Los objetos que se suceden, o cuyos partes se suceden, se llaman en general acciones. Por lo tanto, las acciones son el verdadero objeto de la poesía.

Sin embargo, todos los cuerpos no existen solo en el espacio, sino también en el tiempo. Permanecen y pueden aparecer de manera diferente en cada instante de su duración y estar en distinta relación. Cada una de estas apariciones y relaciones momentáneas es el efecto de una anterior y puede ser la causa de una siguiente y, por lo tanto, ser como el centro de una acción. Por consiguiente, la pintura también puede imitar acciones, pero solo de manera alusiva a través de cuerpos.
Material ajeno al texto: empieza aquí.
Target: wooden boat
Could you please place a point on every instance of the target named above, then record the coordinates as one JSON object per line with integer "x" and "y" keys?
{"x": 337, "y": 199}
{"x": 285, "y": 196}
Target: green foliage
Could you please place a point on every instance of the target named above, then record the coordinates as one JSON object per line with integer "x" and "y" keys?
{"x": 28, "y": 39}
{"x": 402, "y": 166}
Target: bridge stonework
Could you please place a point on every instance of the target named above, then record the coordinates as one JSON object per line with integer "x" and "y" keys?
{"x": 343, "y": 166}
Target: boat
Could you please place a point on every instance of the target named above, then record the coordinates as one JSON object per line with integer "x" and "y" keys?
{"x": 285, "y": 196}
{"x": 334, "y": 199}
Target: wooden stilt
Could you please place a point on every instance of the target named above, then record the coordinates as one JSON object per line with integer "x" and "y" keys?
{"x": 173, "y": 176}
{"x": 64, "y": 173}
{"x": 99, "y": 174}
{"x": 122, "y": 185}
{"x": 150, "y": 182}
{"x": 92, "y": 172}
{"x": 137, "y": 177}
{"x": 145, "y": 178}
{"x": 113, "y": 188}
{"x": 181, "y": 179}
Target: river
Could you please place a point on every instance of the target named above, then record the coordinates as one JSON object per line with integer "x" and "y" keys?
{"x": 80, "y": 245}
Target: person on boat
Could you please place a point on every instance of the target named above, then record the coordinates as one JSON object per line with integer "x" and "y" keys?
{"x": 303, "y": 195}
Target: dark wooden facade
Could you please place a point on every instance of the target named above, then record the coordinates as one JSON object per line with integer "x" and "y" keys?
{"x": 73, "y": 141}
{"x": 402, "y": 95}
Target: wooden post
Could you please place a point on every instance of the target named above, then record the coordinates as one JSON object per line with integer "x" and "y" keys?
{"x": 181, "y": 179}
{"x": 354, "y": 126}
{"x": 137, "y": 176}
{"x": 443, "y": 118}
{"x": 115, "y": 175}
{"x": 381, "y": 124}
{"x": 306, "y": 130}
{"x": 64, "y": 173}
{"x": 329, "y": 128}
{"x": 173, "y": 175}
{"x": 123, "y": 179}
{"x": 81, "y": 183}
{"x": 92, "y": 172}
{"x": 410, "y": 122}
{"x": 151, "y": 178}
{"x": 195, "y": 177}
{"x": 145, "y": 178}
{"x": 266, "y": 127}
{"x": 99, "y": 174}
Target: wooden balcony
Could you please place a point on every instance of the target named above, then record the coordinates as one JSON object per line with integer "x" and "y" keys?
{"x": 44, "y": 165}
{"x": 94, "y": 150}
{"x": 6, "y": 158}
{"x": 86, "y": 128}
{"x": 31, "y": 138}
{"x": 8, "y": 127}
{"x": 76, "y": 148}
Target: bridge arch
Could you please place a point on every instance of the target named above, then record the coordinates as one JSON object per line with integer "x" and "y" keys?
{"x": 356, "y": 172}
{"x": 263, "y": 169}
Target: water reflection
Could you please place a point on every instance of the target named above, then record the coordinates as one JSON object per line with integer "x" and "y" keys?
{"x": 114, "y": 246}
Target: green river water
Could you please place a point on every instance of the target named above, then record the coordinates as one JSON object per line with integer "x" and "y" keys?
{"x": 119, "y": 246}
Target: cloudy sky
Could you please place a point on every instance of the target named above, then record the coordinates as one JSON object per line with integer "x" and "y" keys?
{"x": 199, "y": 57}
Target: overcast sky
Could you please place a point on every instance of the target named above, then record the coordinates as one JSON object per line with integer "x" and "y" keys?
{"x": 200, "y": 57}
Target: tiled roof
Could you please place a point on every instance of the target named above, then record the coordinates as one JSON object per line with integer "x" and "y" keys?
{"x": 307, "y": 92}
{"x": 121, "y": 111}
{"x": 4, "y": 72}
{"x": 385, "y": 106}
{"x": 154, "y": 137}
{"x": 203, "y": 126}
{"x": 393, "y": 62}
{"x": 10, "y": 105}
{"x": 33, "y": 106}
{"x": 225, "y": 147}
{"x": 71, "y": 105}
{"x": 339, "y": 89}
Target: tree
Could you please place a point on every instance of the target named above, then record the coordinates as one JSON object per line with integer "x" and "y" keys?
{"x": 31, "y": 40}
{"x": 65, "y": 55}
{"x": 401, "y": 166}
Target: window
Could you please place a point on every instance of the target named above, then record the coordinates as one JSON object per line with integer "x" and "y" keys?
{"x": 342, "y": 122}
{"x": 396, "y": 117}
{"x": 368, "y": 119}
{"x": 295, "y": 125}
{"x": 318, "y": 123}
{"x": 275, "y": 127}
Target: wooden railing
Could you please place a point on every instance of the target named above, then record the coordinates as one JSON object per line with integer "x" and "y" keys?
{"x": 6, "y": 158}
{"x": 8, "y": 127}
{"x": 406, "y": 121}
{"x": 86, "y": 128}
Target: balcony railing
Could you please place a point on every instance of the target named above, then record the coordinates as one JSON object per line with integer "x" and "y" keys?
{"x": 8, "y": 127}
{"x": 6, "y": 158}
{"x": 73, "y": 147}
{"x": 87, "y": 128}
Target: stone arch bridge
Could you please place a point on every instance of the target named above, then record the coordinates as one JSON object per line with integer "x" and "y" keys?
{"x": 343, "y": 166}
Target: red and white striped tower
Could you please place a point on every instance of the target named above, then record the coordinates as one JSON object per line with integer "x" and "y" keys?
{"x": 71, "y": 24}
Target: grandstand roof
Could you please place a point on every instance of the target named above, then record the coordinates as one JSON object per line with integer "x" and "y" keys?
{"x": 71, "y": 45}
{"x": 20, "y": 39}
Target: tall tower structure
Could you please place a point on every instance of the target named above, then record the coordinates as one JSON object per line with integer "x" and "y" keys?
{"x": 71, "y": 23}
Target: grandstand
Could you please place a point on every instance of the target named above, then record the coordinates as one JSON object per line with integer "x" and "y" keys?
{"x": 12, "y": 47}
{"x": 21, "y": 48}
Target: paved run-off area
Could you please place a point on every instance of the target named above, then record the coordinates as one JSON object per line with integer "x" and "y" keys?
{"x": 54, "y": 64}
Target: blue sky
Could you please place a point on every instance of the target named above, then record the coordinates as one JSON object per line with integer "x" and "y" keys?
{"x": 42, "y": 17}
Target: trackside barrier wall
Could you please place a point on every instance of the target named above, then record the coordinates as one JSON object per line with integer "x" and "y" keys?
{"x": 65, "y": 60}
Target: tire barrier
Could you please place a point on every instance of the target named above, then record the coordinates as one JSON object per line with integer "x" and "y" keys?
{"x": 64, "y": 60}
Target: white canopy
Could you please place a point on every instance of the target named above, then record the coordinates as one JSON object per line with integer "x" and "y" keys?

Por otro lado, las acciones no pueden existir por sí mismas, sino que deben pertenecer a ciertos seres. En la medida en que estos seres son cuerpos o se consideran como cuerpos, la poesía también describe cuerpos, pero solo de manera alusiva a través de acciones.

La pintura, en sus composiciones coexistentes, solo puede aprovechar un único instante de la acción y, por lo tanto, debe elegir el más significativo, del cual lo anterior y lo posterior resulten más comprensibles.

De igual modo, la poesía, en sus imitaciones progresivas, solo puede aprovechar una única propiedad de los cuerpos y, por lo tanto, debe elegir aquella que despierte la imagen más vívida del cuerpo desde el ángulo que necesita.

De aquí se deriva la regla de la unidad de los adjetivos pictóricos y la moderación en las descripciones de objetos corporales.

Confiaría menos en esta cadena de razonamientos tan seca si no la encontrara plenamente confirmada por la práctica de Homero, o si no fuera, más bien, la práctica misma de Homero la que me llevó a ella. Solo desde estos principios puede determinarse y explicarse el gran estilo del griego, así como reconocer el derecho del estilo opuesto de tantos poetas modernos que quieren rivalizar con el pintor en una obra en la que necesariamente deben ser superados por él.

Encuentro que Homero no pinta nada más que acciones en desarrollo, y todos los cuerpos, todas las cosas individuales, las pinta solo por su participación en esas acciones, generalmente con un solo rasgo. No es de extrañar, entonces, que el pintor, donde Homero pinta, vea poco o nada que hacer por sí mismo, y que su cosecha solo esté donde la historia reúne una multitud de bellos cuerpos en bellas posturas en un espacio favorable al arte, aunque el poeta mismo pinte tan poco esos cuerpos, esas posturas, ese espacio, como quiera.

[Notas: 6: Die Sache es la diferencia fundamental entre el arte plástico (Malerei) y la poesía.]

+LXXIII. JOHANN GOTTFRIED HERDER+

1744-1803. Herder fue la primera voz fuerte que se alzó en protesta contra la inveterada ilusión de sus compatriotas de que la excelencia en la poesía dependía de la imitación de buenos modelos. Se interesó profundamente por la poesía de los hombres primitivos y sin letras, y de ahí dedujo sus criterios de excelencia: sinceridad, naturalidad, fuerza y plenitud de expresión. La virtud de los más grandes poetas, como Homero, Shakespeare y Ossian, residía —según él— en la plenitud y fidelidad con que habían sentido y expresado la vida de su nación y su época. Así, se convirtió en el fundador de la crítica histórica y el precursor del próximo movimiento romántico. Fue él, más que nadie, quien inauguró la era del ‘Sturm und Drang’, con sus consignas de naturaleza, poder, genio, originalidad y su espíritu general de protesta contra todas las restricciones convencionales.